请注意,我不会评论 win32 的实现,因为它涉及更多,而且我没有时间详细介绍它。话虽如此,它的接口与 pthread 实现相同,这意味着以下答案应该同样有效。
自 v1.51.0 起, boost::shared_mutex 的 pthread 实现的相关部分:
void lock_shared()
{
boost::this_thread::disable_interruption do_not_disturb;
boost::mutex::scoped_lock lk(state_change);
while(state.exclusive || state.exclusive_waiting_blocked)
{
shared_cond.wait(lk);
}
++state.shared_count;
}
void lock()
{
boost::this_thread::disable_interruption do_not_disturb;
boost::mutex::scoped_lock lk(state_change);
while(state.shared_count || state.exclusive)
{
state.exclusive_waiting_blocked=true;
exclusive_cond.wait(lk);
}
state.exclusive=true;
}
while 循环条件对您来说是最相关的部分。对于 lock_shared 函数(读锁),请注意只要有线程试图获取(state.exclusive_waiting_blocked)或已经拥有(state.exclusive)锁,while 循环将不会终止。这实质上意味着写锁优先于读锁。
对于锁函数(写锁),只要至少有一个线程当前拥有读锁(state.shared_count)或另一个线程拥有写锁(state.exclusive),while循环就不会终止。这基本上为您提供了通常的互斥保证。
至于死锁,只要保证一旦获得写锁就可以解锁,读锁总是会返回。至于写锁,只要读锁和写锁总是保证一旦获得就解锁就保证返回。
如果您想知道,state_change互斥锁用于确保没有对这些函数中的任何一个的并发调用。我不打算介绍解锁功能,因为它们涉及更多。随意查看它们,毕竟你有来源(boost/thread/pthread/shared_mutex.hpp):)
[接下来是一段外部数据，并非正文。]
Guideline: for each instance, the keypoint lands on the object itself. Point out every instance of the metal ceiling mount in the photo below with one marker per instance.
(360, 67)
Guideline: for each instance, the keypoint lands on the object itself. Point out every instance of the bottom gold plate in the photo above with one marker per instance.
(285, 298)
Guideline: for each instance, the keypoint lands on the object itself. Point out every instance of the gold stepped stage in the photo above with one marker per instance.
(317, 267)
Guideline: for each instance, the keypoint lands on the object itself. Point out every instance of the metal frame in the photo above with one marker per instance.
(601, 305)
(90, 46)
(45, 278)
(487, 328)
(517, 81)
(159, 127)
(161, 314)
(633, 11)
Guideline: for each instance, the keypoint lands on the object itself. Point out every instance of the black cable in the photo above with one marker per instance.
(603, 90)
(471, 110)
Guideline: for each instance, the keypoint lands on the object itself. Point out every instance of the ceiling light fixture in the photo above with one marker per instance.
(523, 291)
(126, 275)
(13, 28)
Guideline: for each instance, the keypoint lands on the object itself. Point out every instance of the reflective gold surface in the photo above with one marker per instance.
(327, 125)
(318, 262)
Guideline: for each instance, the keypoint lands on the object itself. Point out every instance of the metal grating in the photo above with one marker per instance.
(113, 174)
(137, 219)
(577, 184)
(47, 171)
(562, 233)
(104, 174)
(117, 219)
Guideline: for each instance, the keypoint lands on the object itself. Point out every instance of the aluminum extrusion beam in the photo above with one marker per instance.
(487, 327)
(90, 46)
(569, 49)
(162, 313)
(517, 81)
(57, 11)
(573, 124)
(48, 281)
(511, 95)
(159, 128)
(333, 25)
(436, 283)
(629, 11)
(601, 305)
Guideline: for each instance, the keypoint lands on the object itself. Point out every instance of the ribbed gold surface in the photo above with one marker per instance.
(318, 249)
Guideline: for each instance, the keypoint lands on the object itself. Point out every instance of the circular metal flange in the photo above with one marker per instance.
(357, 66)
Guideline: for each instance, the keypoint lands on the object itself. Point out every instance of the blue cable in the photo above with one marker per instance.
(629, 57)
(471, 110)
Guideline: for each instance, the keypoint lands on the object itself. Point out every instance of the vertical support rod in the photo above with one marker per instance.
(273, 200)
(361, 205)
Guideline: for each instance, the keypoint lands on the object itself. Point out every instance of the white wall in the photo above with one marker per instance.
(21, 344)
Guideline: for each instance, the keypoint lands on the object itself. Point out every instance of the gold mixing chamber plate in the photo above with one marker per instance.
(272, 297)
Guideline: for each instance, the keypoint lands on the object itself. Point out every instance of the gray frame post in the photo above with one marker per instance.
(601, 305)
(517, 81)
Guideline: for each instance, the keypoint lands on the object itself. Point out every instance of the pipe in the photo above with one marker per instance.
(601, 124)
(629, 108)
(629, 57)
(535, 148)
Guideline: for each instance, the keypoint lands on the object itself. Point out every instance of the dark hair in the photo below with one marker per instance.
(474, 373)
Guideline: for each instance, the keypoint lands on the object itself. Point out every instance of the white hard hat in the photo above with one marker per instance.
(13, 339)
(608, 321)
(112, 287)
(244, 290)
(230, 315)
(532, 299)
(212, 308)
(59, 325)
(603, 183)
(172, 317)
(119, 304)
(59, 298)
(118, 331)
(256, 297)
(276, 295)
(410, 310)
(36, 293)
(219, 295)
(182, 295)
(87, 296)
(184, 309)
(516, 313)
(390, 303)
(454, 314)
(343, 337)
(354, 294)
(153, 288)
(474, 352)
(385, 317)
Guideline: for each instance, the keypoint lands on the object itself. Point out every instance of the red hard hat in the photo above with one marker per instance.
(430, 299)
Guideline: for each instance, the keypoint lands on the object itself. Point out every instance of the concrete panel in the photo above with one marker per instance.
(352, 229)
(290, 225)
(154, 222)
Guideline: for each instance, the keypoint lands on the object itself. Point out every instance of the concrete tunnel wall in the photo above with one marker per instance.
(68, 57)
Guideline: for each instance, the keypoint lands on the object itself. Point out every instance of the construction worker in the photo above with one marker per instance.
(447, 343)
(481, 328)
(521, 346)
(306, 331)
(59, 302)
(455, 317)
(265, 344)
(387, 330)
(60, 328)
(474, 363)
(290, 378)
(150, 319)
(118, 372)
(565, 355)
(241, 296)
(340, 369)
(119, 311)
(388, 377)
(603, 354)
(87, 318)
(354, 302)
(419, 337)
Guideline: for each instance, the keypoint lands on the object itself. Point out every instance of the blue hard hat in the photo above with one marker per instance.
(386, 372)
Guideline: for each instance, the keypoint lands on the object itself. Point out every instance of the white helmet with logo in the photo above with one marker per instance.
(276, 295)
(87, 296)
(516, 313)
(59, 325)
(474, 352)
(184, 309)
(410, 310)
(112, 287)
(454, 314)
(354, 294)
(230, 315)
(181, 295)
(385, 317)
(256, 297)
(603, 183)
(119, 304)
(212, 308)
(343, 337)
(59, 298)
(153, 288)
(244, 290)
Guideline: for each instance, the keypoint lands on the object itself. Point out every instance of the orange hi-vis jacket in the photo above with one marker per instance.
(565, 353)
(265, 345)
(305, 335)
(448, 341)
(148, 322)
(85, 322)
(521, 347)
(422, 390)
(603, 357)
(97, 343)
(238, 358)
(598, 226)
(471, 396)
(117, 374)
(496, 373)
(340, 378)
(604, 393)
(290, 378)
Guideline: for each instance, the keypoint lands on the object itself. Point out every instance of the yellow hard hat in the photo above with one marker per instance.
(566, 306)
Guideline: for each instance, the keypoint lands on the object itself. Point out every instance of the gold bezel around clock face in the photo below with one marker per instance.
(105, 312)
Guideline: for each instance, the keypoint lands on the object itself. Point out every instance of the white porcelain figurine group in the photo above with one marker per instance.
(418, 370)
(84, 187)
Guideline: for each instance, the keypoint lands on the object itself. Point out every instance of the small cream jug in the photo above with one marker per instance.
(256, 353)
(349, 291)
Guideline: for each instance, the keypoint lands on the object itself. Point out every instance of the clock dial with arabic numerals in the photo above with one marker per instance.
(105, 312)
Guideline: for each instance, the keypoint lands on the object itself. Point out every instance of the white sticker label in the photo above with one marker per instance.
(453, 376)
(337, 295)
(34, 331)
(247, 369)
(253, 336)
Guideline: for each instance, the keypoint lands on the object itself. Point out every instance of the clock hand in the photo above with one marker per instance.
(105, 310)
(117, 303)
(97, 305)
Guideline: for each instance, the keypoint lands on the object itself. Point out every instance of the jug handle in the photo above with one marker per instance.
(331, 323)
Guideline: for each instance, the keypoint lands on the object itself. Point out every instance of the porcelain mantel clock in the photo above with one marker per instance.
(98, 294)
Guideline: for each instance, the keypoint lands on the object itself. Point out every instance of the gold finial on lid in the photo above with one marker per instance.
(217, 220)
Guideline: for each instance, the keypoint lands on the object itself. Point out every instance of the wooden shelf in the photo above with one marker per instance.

All in all, this is pretty much a text book implementation and they've been extensively tested in a wide range of scenarios (libs/thread/test/test_shared_mutex.cpp and massive use across the industry). I wouldn't worry too much as long you use them idiomatically (no recursive locking and always lock using the RAII helpers). If you still don't trust the implementation, then you could write a randomized test that simulates whatever test case you're worried about and let it run overnight on hundreds of thread. That's usually a good way to tease out deadlocks.
Now why would you see that a read lock is acquired after a write lock is requested? Difficult to say without seeing the diagnostic code that you're using. Chances are that the read lock is acquired after your print statement (or whatever you're using) is completed and before state_change lock is acquired in the write thread.